Pemberdayaan yang sejati harus berbasis kepercayaan dan investasi jangka panjang terhadap kapasitas guru, karena mereka adalah ujung tombak kualitas generasi masa depan.
Bukan Sekedar Seremonial Tahunan
Memperingati Hari Pendidikan Nasional (Hardiknas) tahun 2025 seharusnya tidak berhenti pada seremonial tahunan yang dipenuhi pidato dan simbolisme semata, tetapi menjadi momentum reflektif untuk mengevaluasi secara jujur:
apakah sistem pendidikan kita benar-benar sedang berjalan ke arah penciptaan Generasi Emas Indonesia 2045?

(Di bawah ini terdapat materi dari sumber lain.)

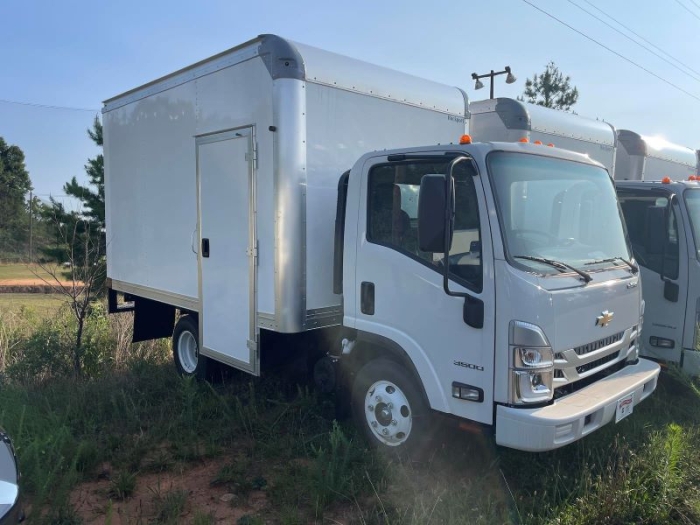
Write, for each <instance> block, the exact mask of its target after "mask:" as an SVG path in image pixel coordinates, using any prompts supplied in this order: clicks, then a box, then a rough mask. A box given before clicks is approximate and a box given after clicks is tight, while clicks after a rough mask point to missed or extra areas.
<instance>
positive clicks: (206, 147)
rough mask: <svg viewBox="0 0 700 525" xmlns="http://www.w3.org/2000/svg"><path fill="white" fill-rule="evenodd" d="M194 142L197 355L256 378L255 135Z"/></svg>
mask: <svg viewBox="0 0 700 525" xmlns="http://www.w3.org/2000/svg"><path fill="white" fill-rule="evenodd" d="M196 140H197V142H196V144H197V187H198V197H199V198H198V201H199V202H198V209H199V241H200V242H199V300H200V308H201V310H200V336H199V337H200V348H201V353H202V354H203V355H207V356H210V357H212V358H214V359H216V360H218V361H221V362H224V363H226V364H229V365H231V366H233V367H235V368H239V369H241V370H246V371H248V372H251V373H253V374H255V375H258V374H259V369H260V367H259V358H258V352H257V340H258V334H257V329H256V323H255V312H256V305H255V300H256V295H255V283H256V271H255V270H256V262H257V242H256V235H255V198H254V197H255V178H254V173H255V172H254V164H253V163H254V160H253V154H252V153H253V144H254V137H253V130H252V128H244V129H238V130H233V131H227V132H223V133H217V134H212V135H206V136H202V137H198V138H197V139H196Z"/></svg>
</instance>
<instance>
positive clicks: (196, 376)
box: [173, 315, 209, 379]
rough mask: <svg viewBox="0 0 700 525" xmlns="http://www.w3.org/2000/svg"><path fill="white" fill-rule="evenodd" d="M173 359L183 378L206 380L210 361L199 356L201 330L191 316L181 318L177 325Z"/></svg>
mask: <svg viewBox="0 0 700 525" xmlns="http://www.w3.org/2000/svg"><path fill="white" fill-rule="evenodd" d="M173 359H174V361H175V367H176V368H177V371H178V372H179V373H180V375H181V376H183V377H196V378H198V379H204V378H206V375H207V365H208V362H209V360H208V359H207V358H206V357H205V356H202V355H199V329H198V326H197V321H196V320H195V319H194V318H193V317H192V316H191V315H185V316H183V317H181V318H180V319H179V320H178V322H177V324H176V325H175V330H174V331H173Z"/></svg>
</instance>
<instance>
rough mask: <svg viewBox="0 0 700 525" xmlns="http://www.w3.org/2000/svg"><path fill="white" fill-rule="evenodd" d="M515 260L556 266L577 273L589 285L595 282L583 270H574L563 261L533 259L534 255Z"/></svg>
mask: <svg viewBox="0 0 700 525" xmlns="http://www.w3.org/2000/svg"><path fill="white" fill-rule="evenodd" d="M513 258H515V259H525V260H527V261H535V262H541V263H544V264H548V265H550V266H554V267H555V268H557V269H558V270H571V271H572V272H576V273H577V274H579V275H580V276H581V277H583V280H584V281H586V282H587V283H590V282H591V281H592V280H593V277H591V276H590V275H589V274H587V273H586V272H584V271H583V270H579V269H578V268H574V267H573V266H571V265H570V264H566V263H563V262H561V261H554V260H552V259H545V258H544V257H533V256H532V255H514V256H513Z"/></svg>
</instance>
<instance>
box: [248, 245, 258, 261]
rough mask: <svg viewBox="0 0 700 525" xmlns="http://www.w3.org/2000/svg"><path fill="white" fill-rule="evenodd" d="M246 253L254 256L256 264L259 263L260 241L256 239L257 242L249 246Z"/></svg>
mask: <svg viewBox="0 0 700 525" xmlns="http://www.w3.org/2000/svg"><path fill="white" fill-rule="evenodd" d="M246 254H247V255H248V257H253V264H254V265H255V266H257V265H258V241H255V244H254V245H253V247H252V248H248V249H247V250H246Z"/></svg>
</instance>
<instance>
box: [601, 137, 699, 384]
mask: <svg viewBox="0 0 700 525" xmlns="http://www.w3.org/2000/svg"><path fill="white" fill-rule="evenodd" d="M618 142H619V146H618V150H617V167H616V170H615V185H616V187H617V194H618V199H619V201H620V206H621V208H622V212H623V213H624V216H625V222H626V223H627V231H628V234H629V238H630V241H631V243H632V250H633V252H634V256H635V259H636V260H637V262H638V263H639V265H640V267H641V273H642V280H643V290H644V300H645V302H646V310H645V315H644V319H645V322H644V329H643V331H642V341H641V348H640V351H641V352H642V354H643V355H647V356H650V357H653V358H655V359H659V360H662V361H665V362H669V363H678V364H679V365H680V366H681V367H682V369H683V370H685V371H687V372H688V373H689V374H691V375H699V374H700V352H698V349H699V346H700V341H698V328H697V327H698V323H699V322H700V251H698V249H699V248H700V244H699V243H700V238H698V237H697V235H698V234H700V229H699V228H700V185H698V183H697V182H696V181H694V180H692V179H694V178H695V176H697V173H698V172H697V165H696V162H697V160H696V152H695V151H693V150H692V149H690V148H685V147H682V146H678V145H676V144H671V143H669V142H667V141H665V140H662V139H659V138H655V137H645V136H642V135H640V134H638V133H635V132H632V131H629V130H619V131H618Z"/></svg>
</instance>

Meski jargon “pendidikan berkualitas” terus digaungkan, realitas di lapangan menunjukkan kesenjangan tajam antara visi besar dan praktik pendidikan harian—ketimpangan akses, beban kurikulum yang tidak kontekstual, hingga lemahnya budaya literasi kritis. Jika 2045 adalah tujuan emas, maka 2025 adalah dekade krusial yang menentukan arah.
Sayangnya, dalam banyak kasus, kita justru masih berkutat pada persoalan klasik: distribusi guru yang tidak merata, mutu pelatihan yang minim dampak, dan kebijakan pendidikan yang sering berubah tanpa pijakan filosofis yang kuat.
Hardiknas 2025 harus menjadi tonggak penguatan komitmen bahwa pendidikan bukan sekadar program kementerian, tetapi proyek peradaban yang membutuhkan kolaborasi lintas sektor dan keberpihakan nyata pada peserta didik dan guru.
Jika benar kita ingin menyambut Generasi Emas 2045—yakni generasi yang produktif, beretika, berwawasan global namun tetap berakar lokal—maka pendidikan hari ini harus lebih dari sekadar mengejar angka kelulusan.
Ia harus menjadi sistem yang memanusiakan, memerdekakan pikiran, dan menanamkan integritas sejak dini.
Tanpa keberanian untuk berbenah secara fundamental, cita-cita besar itu bisa saja tinggal narasi yang indah di atas kertas.